The decay isn't actually decay at all, but represents the complement of lines that define peripheral functionality. Lines defining peripheral functionality typically require modification (refactoring) as additional functionality is added. The asymptote which all the curves illustrate but the fit cannot capture represents the proportion of irreducible core functionality.
Simply adding a constant to the fit might fix all the problems.
 I'm only mentioning this footnote due to the article picking on Angular (fairly or unfairly), but the point I made that this is footnoting is relevant to them potentially.
It's all about context. What's the cost of "breaking things"? Does your not-yet-monetized social network startup go down for a couple of hours? Or does someone die?
Also, I have witnessed first-hand the slowdown in productivity that a "move fast and break things" approach has when what you are breaking is your team's ability to work quickly and confidently with the code base.
I wonder if there any research articles discussing the correlation between code-change and other metrics like product quality, change frequency of team members, estimation success, etc.
My question sparked for your request of a RESEARCH article and not a "normal" blog post.
I would like to know why you want a "research" article, that I assumed being an academic article, instead of a blog post.
This article comes up with a tool measuring the half-life of the code and demonstrates it on some project. What I was requested as an addition is the discussion of correlation of this metric with other metrics.
Being said that, a "paper" makes a difference compared to a "blog post" at some cases. Sometimes, in order to convince your directors and project managers about your change proposals to the programming processes, you need to support your idea with more serious work.

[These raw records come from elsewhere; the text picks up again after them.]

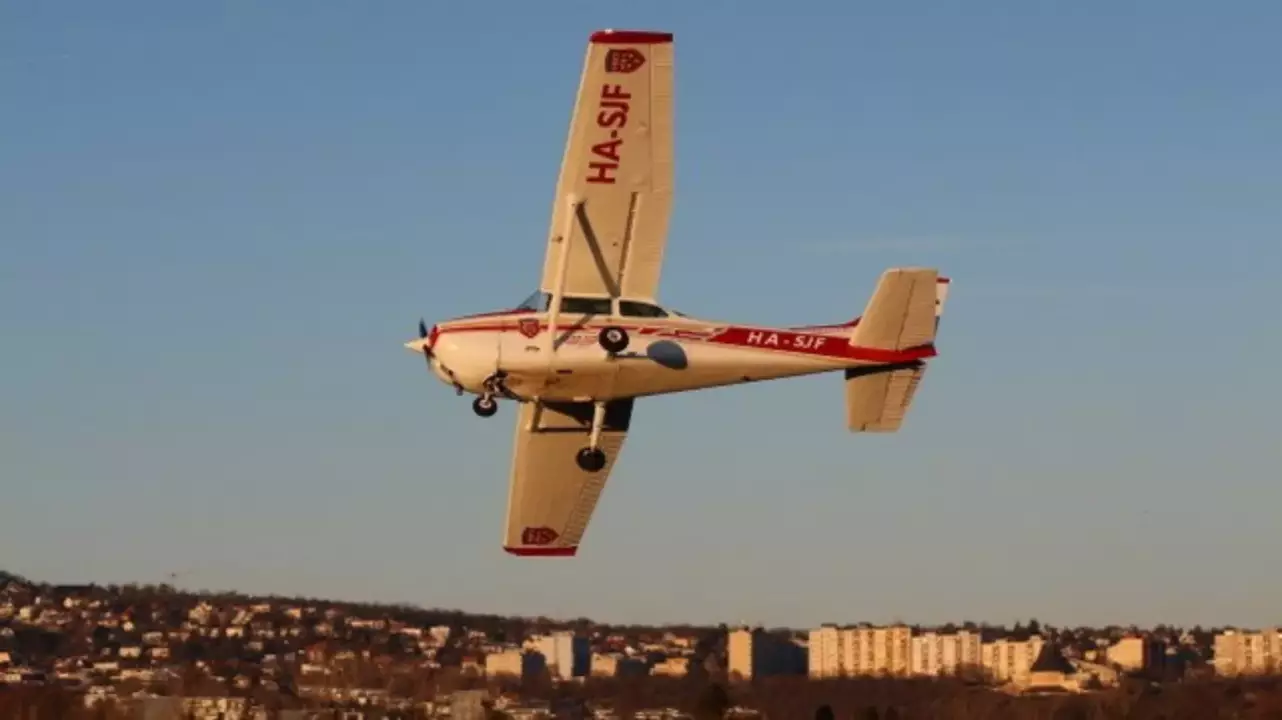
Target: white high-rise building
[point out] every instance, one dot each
(936, 654)
(567, 655)
(824, 652)
(1248, 654)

For example, in my previous company, I could use such an academic research in order to demand more time budget for "code-cleanup" periods where the team focuses just to re-writing the parts of legacy code, instead of bugfixes and new features.
I am surprised that this small request offended someone.
What left me wonder is the assumption that an academic paper is more serious than a blog post; I frequent the academic and that is just not true, especially in our field.
Then, of course, upper management may not share this point of view.
We are openly discussing the article, we are deciding what we do like and what we don't like about it and we are deciding if the article is worth our attention.
How it is different from an academic peer review process?
Sure the academic peer review processes are blind, but those are a double edge sword.
How many lines of code will it be in fifty years? Will we have to come up with new systems to manage the fact that individuals only really understand smaller and smaller pieces of it? Will it reach a mass where like a black hole it collapses from some uncomprehensible failure?
There have never been things like this that just grow in complexity forever.
But it's perceptually less work to accrete a few hundred new lines to the system than to engineer a 10x reduction that introduces an entirely new architecture layer, so nobody does, or only a few research-driven projects. Programmers are, after all, lazy and deadline-driven. And while proprietary software tends to accrete due to corporate dynamics creating an environment of continuous growth, open-source projects are often built on accretion as an assumed benefit.
My own software goal, having viewed this landscape, is to be stubborn enough for long enough to score some of the 10x wins and share those so that "more with less" becomes a little more viable. I do think that all codebases go obsolete eventually, but the overall ecosystem doesn't have to depend on them so long there's data and protocol compatibility.
The evolution of the species? Homo sapiens seem rather complex.
Perhaps what we'll see is that over time, large portions of what have been long list of pedantic instructions become decision models that get tweaked over time. Imagine when referring to the size of a software system using two numbers: MLOCs and MDPs (Matured Decision Points). Not unlike industrial revolution assembly lines compared to the automated factories of today — modern factory workers are some degrees removed from the step-by-step movements.
Or a new implementation (or OS) could come along, with compelling advances and no baggage. The old code doesn't so much collapse as become obsolete.
Would this give newbies a great new tool to answer their question of which framework or language to learn?
Rails or Django? Django lasts longer.
Angular or React?
VueJs just a trend?
You could answer all these questions with this kind of analysis.
But more on-topic, nice article, well done!
This might actually be an interesting metric in regards to project architecture and/or project management.
Totally agree that exponential model explanatory power is great.
Definitely some merit to reason #3 - people are more willing to work on something that they can easily build on top of.
Probably wouldn't be too hard for the interpreted languages.
There had been _many_ *nix'es by 2006, so the territory had significant prior art and with it collective deep understanding of the problems being solved. Angular sprouted alongside a number of other SPA frameworks in an ecosystem that was experiencing a "growth-spurt" (using that term loosely) — lots of variables.
Perhaps we could talk about "intrinsic churn" vs. "accidental churn". The former results from the codebase keeping up with the "drift" in the problem space; the latter comes from having to learn.
But it doesn't seem fair to directly compare 2005 14 year old stable 2.6 Linux to projects which did basically foundational initial releases and not mention it.